Zeker op dit punt is het een gemis dat de bevindingen uit Hoe God verdween uit de Tweede Kamer niet worden gespiegeld aan de bestaande literatuur over dit onderwerp. Want die is er wel, vooral van Franse en Duitse onderzoekers, maar ook van Joep de Hart (Zwevende gelovigen (2011)), Rutger Zwart (Gods Wil in Nederland (1995)) en ondergetekende. Daardoor vindt Meijering geen aansluiting bij actuele vragen naar de transformatie van christelijke tradities, naar nieuwe vormen van christelijke politiek en naar de veranderende relatie van politieke partijen en andere maatschappelijke organisaties. Juist een dialoog met de bestaande analyses had dit boek ervoor kunnen behoeden tot een conventioneel verhaal te vervallen. Overdreven schools komt het boek bovendien over waar de auteur de lopende tekst onderbreekt om de vraagstelling van een afzonderlijke hoofdstuk ook nog eens gecursiveerd weer te geven.

Wel maakt dit boek tussen de regels duidelijk dat wat christelijk is, steeds omstreden was. De debatten om de invulling van dit etiket bieden zicht op de uiteenlopende ideeën van parlementariërs over wat goede politiek zou zijn en over de manier waarop geloof en samenleving met elkaar verbonden zouden moeten worden. Meijering signaleert in zijn beschrijvingen een verschuiving in de richting van een ethische invulling van de relatie tussen christendom en politiek.

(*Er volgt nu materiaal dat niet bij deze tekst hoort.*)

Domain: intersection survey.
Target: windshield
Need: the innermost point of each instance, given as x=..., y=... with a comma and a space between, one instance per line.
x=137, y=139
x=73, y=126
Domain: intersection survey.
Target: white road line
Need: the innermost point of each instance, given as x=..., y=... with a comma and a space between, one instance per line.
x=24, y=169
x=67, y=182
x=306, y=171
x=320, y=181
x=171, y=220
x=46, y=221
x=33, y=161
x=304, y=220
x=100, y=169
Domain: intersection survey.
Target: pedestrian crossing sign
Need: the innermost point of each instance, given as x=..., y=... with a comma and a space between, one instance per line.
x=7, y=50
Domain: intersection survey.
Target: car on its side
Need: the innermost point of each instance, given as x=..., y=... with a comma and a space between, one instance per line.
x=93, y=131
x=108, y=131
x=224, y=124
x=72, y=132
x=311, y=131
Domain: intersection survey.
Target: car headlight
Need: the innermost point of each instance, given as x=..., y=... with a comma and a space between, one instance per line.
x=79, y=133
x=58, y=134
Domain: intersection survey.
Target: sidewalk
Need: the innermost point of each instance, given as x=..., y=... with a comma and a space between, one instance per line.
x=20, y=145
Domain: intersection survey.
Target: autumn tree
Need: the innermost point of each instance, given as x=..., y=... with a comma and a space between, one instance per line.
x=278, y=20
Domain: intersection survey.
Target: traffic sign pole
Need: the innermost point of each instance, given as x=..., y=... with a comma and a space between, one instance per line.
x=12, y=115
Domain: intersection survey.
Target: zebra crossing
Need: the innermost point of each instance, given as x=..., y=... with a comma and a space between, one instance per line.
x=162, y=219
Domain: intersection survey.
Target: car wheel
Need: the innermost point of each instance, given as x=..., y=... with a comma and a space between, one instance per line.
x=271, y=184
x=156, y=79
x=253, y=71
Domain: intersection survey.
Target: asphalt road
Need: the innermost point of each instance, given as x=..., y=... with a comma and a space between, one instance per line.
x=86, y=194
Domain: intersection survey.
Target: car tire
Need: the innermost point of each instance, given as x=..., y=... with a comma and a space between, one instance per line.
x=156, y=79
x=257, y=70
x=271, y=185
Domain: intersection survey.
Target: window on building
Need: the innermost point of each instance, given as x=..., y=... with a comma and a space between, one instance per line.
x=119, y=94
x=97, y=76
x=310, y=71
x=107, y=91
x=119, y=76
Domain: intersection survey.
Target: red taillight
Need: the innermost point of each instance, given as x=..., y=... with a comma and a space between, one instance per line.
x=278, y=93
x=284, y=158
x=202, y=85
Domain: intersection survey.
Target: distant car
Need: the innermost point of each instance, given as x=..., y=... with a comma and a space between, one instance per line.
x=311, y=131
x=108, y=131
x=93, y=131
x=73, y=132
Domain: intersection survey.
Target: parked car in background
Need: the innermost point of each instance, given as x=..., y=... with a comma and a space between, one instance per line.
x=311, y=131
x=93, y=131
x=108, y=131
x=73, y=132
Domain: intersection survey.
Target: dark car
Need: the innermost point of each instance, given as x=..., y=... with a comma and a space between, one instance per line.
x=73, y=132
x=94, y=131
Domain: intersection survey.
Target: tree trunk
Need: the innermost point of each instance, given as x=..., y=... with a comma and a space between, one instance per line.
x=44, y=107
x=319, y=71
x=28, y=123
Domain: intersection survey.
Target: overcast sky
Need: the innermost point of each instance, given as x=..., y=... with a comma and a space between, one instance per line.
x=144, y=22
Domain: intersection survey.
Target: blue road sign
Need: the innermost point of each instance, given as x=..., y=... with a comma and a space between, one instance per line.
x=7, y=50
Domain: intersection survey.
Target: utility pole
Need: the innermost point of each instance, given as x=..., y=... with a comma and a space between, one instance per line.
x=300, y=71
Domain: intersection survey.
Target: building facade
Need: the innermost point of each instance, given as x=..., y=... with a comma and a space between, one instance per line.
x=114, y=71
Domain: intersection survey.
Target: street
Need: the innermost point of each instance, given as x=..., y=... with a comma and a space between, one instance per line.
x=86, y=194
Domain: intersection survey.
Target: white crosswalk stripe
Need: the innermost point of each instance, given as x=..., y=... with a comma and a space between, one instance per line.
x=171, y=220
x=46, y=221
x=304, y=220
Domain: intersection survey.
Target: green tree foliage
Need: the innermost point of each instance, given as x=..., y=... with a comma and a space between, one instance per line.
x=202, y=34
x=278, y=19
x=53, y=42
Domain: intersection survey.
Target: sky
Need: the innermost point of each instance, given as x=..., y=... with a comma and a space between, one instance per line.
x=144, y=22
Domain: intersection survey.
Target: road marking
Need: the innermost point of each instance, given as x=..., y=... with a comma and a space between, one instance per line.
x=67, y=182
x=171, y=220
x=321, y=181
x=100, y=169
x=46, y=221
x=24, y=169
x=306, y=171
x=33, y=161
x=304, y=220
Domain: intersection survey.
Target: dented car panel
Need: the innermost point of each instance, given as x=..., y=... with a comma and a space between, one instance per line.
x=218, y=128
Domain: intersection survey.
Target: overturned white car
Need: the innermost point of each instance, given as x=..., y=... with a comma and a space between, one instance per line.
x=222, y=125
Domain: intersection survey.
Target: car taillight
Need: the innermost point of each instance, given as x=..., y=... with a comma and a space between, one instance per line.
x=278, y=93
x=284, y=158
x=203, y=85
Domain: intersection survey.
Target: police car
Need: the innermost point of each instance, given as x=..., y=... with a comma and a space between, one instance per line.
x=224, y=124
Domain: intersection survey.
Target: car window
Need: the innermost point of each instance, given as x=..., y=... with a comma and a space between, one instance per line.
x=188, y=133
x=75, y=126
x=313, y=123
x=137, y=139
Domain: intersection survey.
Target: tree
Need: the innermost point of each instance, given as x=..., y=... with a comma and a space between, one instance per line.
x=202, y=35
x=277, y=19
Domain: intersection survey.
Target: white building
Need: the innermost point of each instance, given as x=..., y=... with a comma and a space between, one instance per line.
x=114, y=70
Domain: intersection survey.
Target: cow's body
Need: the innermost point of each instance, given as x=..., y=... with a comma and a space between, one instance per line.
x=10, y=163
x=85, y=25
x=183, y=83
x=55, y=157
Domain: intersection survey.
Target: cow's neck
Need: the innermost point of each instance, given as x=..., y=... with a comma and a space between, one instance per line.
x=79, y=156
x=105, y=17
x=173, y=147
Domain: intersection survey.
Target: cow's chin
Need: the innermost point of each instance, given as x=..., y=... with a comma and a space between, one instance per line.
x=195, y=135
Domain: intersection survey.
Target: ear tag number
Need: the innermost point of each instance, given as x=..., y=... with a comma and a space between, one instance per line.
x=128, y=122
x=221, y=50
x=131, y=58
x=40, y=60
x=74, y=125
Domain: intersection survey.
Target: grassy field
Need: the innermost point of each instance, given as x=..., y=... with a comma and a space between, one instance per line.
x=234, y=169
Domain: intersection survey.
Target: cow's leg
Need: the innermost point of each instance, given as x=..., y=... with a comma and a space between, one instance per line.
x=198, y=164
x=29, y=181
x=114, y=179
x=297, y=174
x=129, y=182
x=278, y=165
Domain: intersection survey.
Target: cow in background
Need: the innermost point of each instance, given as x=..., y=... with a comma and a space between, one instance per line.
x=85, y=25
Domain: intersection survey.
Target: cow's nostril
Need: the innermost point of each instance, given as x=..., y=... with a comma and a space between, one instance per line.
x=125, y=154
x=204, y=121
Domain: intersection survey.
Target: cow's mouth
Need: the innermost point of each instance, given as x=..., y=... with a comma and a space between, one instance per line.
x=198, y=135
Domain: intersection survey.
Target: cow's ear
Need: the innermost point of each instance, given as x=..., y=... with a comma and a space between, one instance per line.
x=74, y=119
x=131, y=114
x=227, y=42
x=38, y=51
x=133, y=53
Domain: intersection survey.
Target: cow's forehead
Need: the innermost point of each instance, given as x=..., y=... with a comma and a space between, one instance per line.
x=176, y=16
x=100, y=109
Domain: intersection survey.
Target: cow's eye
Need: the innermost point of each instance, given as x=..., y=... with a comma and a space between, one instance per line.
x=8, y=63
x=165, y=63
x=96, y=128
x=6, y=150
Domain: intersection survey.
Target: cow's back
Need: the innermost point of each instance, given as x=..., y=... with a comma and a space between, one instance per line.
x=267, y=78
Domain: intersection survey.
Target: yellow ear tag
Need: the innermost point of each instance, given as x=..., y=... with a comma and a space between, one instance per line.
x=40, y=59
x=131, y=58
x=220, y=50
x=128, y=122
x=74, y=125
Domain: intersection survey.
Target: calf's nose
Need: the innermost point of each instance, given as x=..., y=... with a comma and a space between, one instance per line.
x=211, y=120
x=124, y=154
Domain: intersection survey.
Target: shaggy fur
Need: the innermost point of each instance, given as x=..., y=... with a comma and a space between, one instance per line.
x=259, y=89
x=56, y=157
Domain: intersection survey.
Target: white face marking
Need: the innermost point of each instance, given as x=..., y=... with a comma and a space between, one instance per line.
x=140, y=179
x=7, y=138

Die analyse is treffend, maar erg grofmazig. Christelijke conservatieven, liberalen en sociaal-democraten hebben immers eeuwenlang verschillende ethische interpretaties van het christendom naar voren gebracht. Een meer gedifferentieerde analyse biedt Meijering waar het gaat over het sociaal-christelijke profiel van de ChristenUnie tegenover de nadrukkelijker met de bijbel argumenterende SGP.

Zo werpt Meijering voor toekomstige auteurs spannende vragen op. Hoe kan ethische christelijke politiek meer gedifferentieerd worden geanalyseerd? En wat is de verhouding van de ontwikkelingen in de politiek met de veranderingen op andere maatschappelijke terreinen?

Toekomstige auteurs doen er daarbij goed aan de in het boek geciteerde woorden van de liberale afgevaardigde Roessingh uit 1901 ter harte te nemen: ‘Uw christendom is nog niet het christendom, uw Christus nog niet de Christus en uw evangelie nog niet de Blijde Boodschap, uitgesproken in Bergrede en gelijkenis op Galilea’s heuvelen.’

Peter van Dam is historicus en docent Nederlandse geschiedenis aan de Universiteit van Amsterdam. Hij schreef Staat van verzuiling (voorpublicatie), waarin hij het gangbare beeld van de recente Nederlandse geschiedenis als geschiedenis van verzuiling en ontzuiling als mythe aan de kaak stelt.